Expression cloning of a novel farnesylated protein, RDJ2, encoding a DnaJ protein homologue

D A Andres et al. Arch Biochem Biophys. .

Abstract

The CAAX farnesyltransferase is a heterodimeric enzyme that attaches a farnesyl group to a single cysteine in cellular proteins which terminate in the sequence CAAX, where C is cysteine, A is an aliphatic amino acid, and X is most often methionine or serine. Substrates include the p21ras proteins, nuclear lamins, and a series of retinal proteins. To date, a limited number of substrates for the farnesyltransferase have been identified, predominantly by demonstration of the attachment of a farnesyl group to previously identified cDNA clones which encode proteins containing an appropriate carboxyl-terminal tetrapeptide.

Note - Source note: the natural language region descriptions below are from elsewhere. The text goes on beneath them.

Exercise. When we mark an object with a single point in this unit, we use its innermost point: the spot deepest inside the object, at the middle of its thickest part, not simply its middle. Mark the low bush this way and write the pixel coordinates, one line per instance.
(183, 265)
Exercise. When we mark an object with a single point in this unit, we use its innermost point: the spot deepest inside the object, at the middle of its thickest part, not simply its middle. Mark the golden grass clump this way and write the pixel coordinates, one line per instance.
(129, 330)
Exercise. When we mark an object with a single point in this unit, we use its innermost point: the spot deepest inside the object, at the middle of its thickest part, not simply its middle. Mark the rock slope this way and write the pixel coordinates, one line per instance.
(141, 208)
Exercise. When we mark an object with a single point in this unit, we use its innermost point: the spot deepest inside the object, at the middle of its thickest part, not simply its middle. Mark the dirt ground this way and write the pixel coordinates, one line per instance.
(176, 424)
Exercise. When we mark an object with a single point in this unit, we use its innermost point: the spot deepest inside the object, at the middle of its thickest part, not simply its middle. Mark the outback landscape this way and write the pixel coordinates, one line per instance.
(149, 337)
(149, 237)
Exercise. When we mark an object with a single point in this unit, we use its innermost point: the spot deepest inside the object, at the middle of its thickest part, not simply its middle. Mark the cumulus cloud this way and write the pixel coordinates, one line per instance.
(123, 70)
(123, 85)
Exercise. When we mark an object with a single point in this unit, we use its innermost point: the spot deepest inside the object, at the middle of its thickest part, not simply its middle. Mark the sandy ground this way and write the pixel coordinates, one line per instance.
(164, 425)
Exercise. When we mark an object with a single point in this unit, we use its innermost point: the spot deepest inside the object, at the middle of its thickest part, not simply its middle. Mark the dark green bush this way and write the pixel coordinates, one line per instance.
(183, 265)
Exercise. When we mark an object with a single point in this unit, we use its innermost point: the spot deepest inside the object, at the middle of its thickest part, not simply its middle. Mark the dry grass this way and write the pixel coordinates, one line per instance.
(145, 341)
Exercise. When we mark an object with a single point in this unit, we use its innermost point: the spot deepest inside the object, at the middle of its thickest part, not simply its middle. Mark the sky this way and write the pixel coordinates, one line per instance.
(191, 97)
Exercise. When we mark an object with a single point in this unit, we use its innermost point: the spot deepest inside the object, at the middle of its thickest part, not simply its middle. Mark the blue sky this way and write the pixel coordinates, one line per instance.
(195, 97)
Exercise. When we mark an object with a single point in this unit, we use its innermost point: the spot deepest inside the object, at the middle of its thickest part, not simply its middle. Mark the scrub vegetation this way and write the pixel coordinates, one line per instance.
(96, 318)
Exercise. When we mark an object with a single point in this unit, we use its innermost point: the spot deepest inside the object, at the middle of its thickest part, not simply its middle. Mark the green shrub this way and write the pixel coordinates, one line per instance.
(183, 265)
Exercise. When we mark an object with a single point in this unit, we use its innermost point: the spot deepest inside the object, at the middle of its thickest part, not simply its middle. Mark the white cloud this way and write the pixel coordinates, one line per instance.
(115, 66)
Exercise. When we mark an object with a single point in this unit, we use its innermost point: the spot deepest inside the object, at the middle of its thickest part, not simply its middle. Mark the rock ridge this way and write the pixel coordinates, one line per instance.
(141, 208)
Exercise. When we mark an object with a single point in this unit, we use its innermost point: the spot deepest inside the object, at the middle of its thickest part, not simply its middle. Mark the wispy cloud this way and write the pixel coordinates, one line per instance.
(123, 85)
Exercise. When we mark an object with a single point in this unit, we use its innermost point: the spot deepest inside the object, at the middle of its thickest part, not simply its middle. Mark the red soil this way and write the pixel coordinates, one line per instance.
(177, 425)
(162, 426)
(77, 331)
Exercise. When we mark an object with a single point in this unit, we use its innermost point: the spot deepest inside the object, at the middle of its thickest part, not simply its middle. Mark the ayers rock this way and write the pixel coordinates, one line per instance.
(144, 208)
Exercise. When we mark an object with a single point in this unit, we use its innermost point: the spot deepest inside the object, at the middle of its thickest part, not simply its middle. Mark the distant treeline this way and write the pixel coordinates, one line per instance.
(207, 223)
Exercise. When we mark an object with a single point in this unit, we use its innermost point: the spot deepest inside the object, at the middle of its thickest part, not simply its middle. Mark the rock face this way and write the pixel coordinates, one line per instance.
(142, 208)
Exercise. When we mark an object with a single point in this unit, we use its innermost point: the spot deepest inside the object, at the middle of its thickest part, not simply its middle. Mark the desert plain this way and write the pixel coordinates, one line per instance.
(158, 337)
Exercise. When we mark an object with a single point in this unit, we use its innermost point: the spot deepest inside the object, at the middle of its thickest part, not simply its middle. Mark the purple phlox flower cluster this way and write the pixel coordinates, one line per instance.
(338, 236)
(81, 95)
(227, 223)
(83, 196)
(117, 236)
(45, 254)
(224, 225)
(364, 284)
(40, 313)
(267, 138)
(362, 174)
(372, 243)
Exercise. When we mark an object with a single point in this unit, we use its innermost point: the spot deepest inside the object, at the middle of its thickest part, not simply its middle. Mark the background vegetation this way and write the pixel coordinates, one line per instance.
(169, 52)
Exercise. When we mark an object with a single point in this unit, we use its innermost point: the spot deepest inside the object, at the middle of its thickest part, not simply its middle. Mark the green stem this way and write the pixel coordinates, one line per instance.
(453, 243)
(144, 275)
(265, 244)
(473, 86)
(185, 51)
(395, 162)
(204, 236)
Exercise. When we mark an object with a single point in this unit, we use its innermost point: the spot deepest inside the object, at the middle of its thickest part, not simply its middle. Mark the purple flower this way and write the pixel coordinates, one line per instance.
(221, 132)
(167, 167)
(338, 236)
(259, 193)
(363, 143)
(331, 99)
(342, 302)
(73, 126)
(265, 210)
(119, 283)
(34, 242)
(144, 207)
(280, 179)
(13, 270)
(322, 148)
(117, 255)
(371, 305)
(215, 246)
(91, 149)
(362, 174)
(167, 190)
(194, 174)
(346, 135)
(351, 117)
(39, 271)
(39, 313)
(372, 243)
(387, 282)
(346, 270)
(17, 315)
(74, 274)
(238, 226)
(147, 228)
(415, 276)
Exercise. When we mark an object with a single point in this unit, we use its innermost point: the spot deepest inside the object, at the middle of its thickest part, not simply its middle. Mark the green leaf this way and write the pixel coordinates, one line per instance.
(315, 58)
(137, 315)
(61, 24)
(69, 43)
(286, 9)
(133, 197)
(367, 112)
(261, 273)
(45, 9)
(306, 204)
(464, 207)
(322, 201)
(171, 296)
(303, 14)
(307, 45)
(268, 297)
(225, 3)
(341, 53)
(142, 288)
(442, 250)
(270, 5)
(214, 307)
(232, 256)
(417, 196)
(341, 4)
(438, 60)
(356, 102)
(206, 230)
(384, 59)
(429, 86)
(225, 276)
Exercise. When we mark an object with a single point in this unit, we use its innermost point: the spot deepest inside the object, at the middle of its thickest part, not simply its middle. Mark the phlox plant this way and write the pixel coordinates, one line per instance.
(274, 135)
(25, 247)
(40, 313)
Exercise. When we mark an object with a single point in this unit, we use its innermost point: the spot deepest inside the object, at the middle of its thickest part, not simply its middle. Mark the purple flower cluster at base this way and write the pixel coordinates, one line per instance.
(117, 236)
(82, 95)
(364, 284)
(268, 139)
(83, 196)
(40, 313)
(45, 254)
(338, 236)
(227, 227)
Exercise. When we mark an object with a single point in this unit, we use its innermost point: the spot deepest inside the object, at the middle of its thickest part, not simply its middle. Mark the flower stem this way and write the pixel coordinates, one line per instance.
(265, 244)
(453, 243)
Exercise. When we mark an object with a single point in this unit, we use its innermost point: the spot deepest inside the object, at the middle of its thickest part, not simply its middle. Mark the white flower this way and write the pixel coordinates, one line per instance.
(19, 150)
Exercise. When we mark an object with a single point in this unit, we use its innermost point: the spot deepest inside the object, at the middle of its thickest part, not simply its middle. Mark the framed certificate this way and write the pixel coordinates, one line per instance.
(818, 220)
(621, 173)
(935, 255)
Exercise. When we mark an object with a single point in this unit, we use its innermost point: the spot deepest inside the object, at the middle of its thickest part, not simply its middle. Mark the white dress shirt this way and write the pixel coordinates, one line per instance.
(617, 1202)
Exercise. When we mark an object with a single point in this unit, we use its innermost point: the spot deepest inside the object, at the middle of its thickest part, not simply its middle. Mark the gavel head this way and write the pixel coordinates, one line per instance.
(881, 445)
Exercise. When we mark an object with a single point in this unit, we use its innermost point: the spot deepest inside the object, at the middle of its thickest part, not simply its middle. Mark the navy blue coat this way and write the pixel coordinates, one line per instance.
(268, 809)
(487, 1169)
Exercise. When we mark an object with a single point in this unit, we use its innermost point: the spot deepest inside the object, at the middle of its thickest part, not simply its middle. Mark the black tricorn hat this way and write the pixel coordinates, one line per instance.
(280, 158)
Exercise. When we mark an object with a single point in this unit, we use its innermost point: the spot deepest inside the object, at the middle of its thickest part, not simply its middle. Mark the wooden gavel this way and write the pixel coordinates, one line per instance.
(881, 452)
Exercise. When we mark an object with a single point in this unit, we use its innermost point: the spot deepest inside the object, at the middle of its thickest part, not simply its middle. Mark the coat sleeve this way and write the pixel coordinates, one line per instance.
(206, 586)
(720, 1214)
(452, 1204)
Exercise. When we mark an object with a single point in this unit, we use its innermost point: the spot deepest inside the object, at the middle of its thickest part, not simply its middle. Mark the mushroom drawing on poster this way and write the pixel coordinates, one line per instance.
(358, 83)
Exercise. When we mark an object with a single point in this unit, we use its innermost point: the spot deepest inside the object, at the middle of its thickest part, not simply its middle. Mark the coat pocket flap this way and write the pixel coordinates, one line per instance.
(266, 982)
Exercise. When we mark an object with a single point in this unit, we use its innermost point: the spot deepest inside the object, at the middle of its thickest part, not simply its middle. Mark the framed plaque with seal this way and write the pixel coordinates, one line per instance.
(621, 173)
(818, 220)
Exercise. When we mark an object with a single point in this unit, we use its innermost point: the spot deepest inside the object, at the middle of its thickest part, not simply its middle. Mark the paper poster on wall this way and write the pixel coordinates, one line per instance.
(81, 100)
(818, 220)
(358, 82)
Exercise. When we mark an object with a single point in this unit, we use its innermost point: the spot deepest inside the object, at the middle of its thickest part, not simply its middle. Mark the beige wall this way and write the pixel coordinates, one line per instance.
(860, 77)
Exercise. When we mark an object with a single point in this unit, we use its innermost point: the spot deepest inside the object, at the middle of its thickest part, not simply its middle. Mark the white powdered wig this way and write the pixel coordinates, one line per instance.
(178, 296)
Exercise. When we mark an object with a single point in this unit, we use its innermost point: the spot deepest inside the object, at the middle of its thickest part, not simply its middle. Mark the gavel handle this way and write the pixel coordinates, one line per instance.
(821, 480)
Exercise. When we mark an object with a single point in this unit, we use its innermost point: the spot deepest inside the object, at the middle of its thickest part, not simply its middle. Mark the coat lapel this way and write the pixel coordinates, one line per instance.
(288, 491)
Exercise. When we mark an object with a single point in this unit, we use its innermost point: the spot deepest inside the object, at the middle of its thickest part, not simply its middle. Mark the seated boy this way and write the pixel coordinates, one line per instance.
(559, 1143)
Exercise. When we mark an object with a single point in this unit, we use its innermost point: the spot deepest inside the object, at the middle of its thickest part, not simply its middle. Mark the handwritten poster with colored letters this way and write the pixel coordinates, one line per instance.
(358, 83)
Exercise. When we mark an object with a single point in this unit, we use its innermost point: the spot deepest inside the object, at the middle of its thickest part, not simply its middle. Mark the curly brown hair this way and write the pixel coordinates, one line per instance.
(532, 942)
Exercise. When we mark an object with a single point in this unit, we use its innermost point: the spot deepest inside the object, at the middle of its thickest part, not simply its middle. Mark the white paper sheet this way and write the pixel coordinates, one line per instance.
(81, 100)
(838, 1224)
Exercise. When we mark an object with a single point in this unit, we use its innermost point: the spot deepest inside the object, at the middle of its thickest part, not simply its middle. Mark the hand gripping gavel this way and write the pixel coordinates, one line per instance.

We describe here the use of a cDNA fusion protein expression library, together with enzymatic in vitro [3H]farnesyl radiolabeling, as a means of identifying novel farnesylated proteins. One candidate cDNA was fully cloned and found to be a homologue of the Escherichia coli heat shock gene dnaJ. The predicted amino acid sequence of this protein was found to terminate with the tetrapeptide Cys-Ala-His-Gln, which conforms to the consensus sequence for recognition by farnesyltransferase, and was shown to undergo in vivo farnesylation. This farnesylated protein, designated RDJ2 (rat DnaJ homologue 2), is a novel and ubiquitously expressed DnaJ homologue and is the newest member of the subfamily of DnaJ-related proteins which are posttranslationally modified by protein farnesylation.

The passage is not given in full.